As monstrous and awful as Exxon's corporate strategy is, it is also horrifically rational from their point of view, as long as people insist on consuming what they're selling, as much as possible. Next time you take a drive -- or even a walk around the block -- count the jacked-up king-cab gas-guzzlers you see, and multiply by a million, or maybe ten million. Maybe you drive one yourself.
How much meat do you eat, and how often, and where do you acquire it? How many kids do you have? Are they grown, and if so, what do they drive? Again, multiply all those factors by millions, just in the USA, and you can see Exxon's rationale.
Exxon is not the problem. They are giving a critical mass of people what they want. Sure, the entire American corporate media system is really just a giant PR machine calibrated to turn you into a mindless Homer Simpson consumer drone who self-actualizes through big trucks and bigger cheeseburgers. But each of us -- a cell lit of awareness! -- gets to decide whether we want to wallow in that or not.
Economists talk of behavioral "incentives" and "disincentives" through taxing and regulating various externalities, and they're not wrong. But the truth is much simpler and darker than that. We want to believe that people are intrinsically "good" and rationally self-interested, but we know that the former is subjective and conditional at best, and the latter is only occasionally true. The most charitable way to phrase it might be to point out the obvious -- that your "good" and my "good" almost certainly do not align 100%, and in fact may not even intersect.

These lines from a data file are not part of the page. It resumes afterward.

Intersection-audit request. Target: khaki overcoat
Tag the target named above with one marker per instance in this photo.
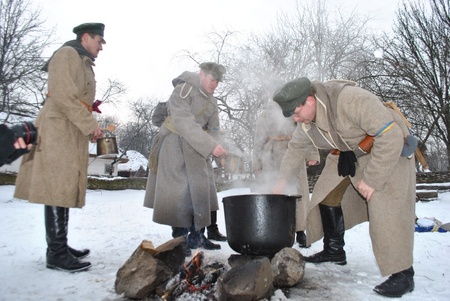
(392, 206)
(55, 171)
(272, 135)
(182, 192)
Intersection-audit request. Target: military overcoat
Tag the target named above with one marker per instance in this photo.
(272, 135)
(391, 210)
(182, 192)
(55, 171)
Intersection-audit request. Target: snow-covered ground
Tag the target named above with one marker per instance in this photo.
(114, 223)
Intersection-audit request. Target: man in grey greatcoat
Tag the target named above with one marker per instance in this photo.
(358, 183)
(181, 187)
(272, 135)
(54, 173)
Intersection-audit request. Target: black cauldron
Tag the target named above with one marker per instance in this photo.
(260, 224)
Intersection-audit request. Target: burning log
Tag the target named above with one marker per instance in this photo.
(194, 278)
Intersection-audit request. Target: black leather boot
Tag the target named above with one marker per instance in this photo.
(333, 237)
(58, 255)
(75, 253)
(213, 229)
(397, 284)
(177, 232)
(301, 239)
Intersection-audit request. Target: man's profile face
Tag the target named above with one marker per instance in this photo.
(208, 83)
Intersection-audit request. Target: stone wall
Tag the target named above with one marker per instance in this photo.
(139, 183)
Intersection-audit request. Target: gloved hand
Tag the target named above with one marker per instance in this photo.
(8, 153)
(7, 143)
(346, 164)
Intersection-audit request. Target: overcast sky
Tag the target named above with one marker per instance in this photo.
(144, 37)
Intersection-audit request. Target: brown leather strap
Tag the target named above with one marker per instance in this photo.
(87, 106)
(280, 138)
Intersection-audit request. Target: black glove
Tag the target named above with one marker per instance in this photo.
(346, 164)
(6, 143)
(8, 153)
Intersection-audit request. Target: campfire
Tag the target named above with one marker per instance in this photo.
(195, 278)
(166, 272)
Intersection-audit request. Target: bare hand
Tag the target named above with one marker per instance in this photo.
(312, 162)
(279, 187)
(98, 133)
(219, 151)
(364, 189)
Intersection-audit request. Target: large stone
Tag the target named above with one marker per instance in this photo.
(247, 282)
(288, 267)
(149, 267)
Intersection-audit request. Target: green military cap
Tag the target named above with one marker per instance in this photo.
(97, 28)
(292, 94)
(216, 70)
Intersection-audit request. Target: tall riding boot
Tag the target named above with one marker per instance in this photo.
(333, 237)
(177, 232)
(75, 253)
(213, 229)
(301, 239)
(58, 255)
(397, 284)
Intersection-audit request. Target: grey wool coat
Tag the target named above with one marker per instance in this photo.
(272, 135)
(55, 171)
(391, 210)
(182, 189)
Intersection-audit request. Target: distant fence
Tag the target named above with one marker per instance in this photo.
(140, 183)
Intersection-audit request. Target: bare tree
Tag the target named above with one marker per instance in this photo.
(416, 68)
(22, 40)
(307, 43)
(138, 133)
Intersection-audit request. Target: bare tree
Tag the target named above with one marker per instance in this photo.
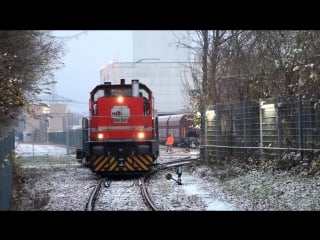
(28, 60)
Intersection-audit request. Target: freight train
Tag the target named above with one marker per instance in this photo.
(183, 129)
(120, 136)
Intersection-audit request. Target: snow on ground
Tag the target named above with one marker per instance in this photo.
(198, 187)
(31, 150)
(254, 190)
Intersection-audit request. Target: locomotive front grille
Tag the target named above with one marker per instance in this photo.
(104, 164)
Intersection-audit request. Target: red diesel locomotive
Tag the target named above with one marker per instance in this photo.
(120, 136)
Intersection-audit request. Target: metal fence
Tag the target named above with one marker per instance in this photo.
(7, 146)
(268, 128)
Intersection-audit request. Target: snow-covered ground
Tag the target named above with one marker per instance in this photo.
(31, 149)
(65, 188)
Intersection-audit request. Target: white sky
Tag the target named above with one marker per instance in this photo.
(85, 56)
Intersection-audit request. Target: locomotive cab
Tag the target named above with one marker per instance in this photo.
(121, 134)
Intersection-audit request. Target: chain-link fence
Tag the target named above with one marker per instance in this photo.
(268, 128)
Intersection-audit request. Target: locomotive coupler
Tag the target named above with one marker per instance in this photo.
(121, 158)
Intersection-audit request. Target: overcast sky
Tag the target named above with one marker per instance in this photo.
(86, 53)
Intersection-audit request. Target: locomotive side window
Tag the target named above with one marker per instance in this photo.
(146, 106)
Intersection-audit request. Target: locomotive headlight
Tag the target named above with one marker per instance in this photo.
(120, 99)
(100, 136)
(141, 135)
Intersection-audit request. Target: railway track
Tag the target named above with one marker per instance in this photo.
(142, 183)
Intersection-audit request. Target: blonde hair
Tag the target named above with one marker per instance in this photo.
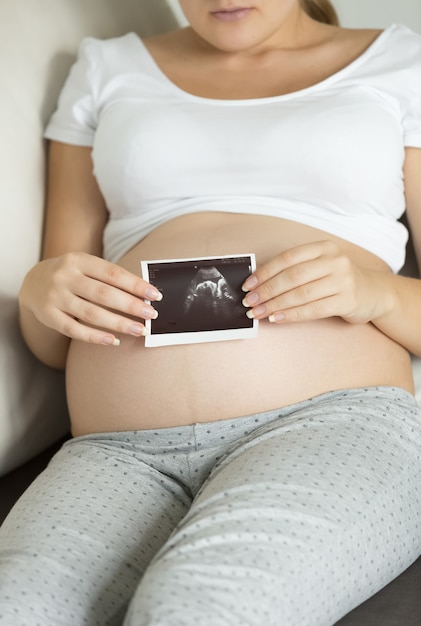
(321, 10)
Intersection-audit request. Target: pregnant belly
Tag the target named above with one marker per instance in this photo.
(132, 387)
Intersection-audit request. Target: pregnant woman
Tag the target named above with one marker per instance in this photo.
(272, 480)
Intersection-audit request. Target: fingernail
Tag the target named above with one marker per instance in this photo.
(136, 329)
(250, 283)
(111, 341)
(153, 294)
(149, 314)
(276, 317)
(251, 299)
(258, 310)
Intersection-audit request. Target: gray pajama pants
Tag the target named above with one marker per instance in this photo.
(285, 518)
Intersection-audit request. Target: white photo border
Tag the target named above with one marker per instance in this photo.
(198, 336)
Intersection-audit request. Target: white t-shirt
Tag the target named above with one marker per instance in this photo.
(329, 156)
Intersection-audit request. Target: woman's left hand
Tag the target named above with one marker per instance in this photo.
(314, 281)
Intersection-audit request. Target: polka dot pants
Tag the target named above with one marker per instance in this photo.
(285, 518)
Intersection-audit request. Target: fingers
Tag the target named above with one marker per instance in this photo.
(92, 300)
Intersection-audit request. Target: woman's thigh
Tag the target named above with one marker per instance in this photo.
(297, 525)
(74, 548)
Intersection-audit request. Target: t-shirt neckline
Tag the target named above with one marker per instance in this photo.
(336, 76)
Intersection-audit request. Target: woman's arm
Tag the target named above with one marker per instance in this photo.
(73, 292)
(319, 280)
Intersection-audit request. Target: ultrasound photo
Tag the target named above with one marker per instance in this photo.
(202, 299)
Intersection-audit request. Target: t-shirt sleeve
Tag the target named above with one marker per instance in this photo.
(75, 119)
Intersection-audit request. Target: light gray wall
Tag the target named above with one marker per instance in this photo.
(363, 13)
(379, 13)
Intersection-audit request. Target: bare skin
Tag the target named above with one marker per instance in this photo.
(332, 314)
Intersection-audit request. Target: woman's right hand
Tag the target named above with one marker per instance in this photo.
(84, 297)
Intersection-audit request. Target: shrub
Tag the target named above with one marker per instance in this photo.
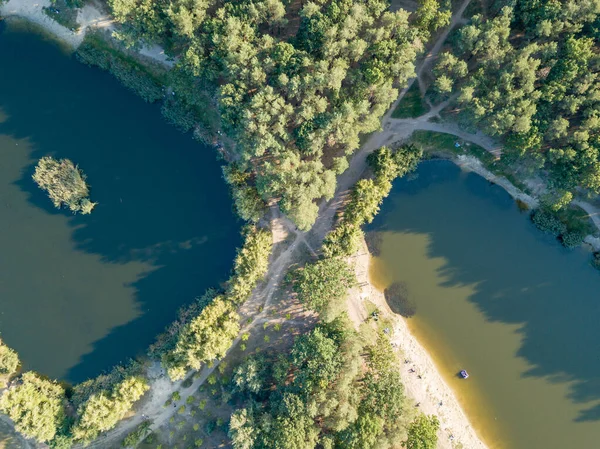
(596, 261)
(178, 114)
(572, 239)
(323, 285)
(65, 184)
(342, 241)
(103, 410)
(133, 438)
(36, 406)
(9, 360)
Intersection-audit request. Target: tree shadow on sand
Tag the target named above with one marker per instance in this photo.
(521, 276)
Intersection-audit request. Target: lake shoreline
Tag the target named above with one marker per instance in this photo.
(430, 389)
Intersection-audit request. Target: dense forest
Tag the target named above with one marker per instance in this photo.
(336, 387)
(295, 83)
(527, 71)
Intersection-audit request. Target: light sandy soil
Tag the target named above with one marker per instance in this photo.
(89, 17)
(428, 391)
(32, 11)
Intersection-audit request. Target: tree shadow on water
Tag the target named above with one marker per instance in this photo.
(161, 198)
(521, 276)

One always has to take pains to preface these sorts of blanket statements with the usual "not all" disclaimer, and of course this applies here as well. But clearly a critical mass of people would rather engage perpetually in a dance of debt with instant gratification and gluttonous consumerism, than take even an afternoon to consider their various choices and make even slight reductions.
I hold no brief for the likes of Exxon. I make no excuses for their sociopathic indifference to the planet they despoil, and the people who eke out a living on it. But like the shitty corporate both-sider media, like the shitty corporate-owned oligarchic governance paradigm, they have identified an active consumer market and cultivated it well. Enough people have made a decision to consume the product, and devil take the hindmost.
It doesn't matter if climate change is a hoax or not, if you can't get enough people to give a shit -- and I don't mean heading over to the be-in for an afternoon, but making modest but necessary changes to consumption patterns. They won't until the planet breaks a fat one off in their asses.
Rapacious resource extractors and plutocratic insurgents have been a problem since probably not long after our Mesopotamian forerunners stockpiled the first agricultural surplus. But that problem has always been contingent on lulling just enough of the peons into a permanent state of disequilibrium, of identifying that magic number of doofuses necessary to leverage, and exploiting that subset to the maximum. We are finding out in so many ways that a committed -- or even a collectively disinterested -- minority is more useful and malleable than a dispersed majority. Look around you, and understand that the US is currently in the part between the "before" and "after" photos of a collapse.
That's one thing they didn't bother to tell you when you were in school -- unless you manage to secure enough money and/or power to insulate yourself from the dumbest third of your average classroom, you will always be at their mercy, one way or another.